Greetings Committers.
During this week's (online) office hours, I'd like to spend a few minutes updating you on our status with regard to the creation of SBOMs, and ask for your help.
The short version is that generating SBOMs directly as part of your build, and (at least in the case of Maven) sharing them to the software repository is relatively straightforward. To really leverage the the tools to generate SBOMs, however, we need your help to tighten up the metadata captured in your build scripts (e.g., capture license information as SPDX expressions in your pom.xml file) and update your builds to generate the SBOMs. We've started capturing information
here. Merge requests, issues, and comments welcome.
Date: October 12, 2023
Time: 1330h UTC
See you then!
While I have your attention... I'm looking forward to meeting with those
of you who are attending EclipseCon next week in Ludwigsburg.

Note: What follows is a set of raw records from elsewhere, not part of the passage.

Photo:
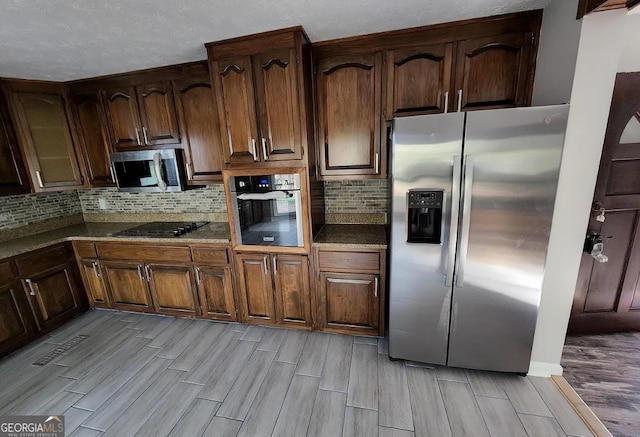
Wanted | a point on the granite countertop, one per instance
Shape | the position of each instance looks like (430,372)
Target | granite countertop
(353,236)
(215,232)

The EMO
will have a booth set up near the registration area when you can come
and chat with the project, security, and IT teams. If you have
questions, please bring them to us at the booth (or feel free to
intercept us anywhere in the conference venue).
Our office hours calendar, along with links to recordings is available
here.
Wayne
-- Wayne Beaton
Director of Open Source Projects | Eclipse Foundation
My working day may not be your working day! Please don’t feel obliged to read or reply to this e-mail outside of your normal working hours.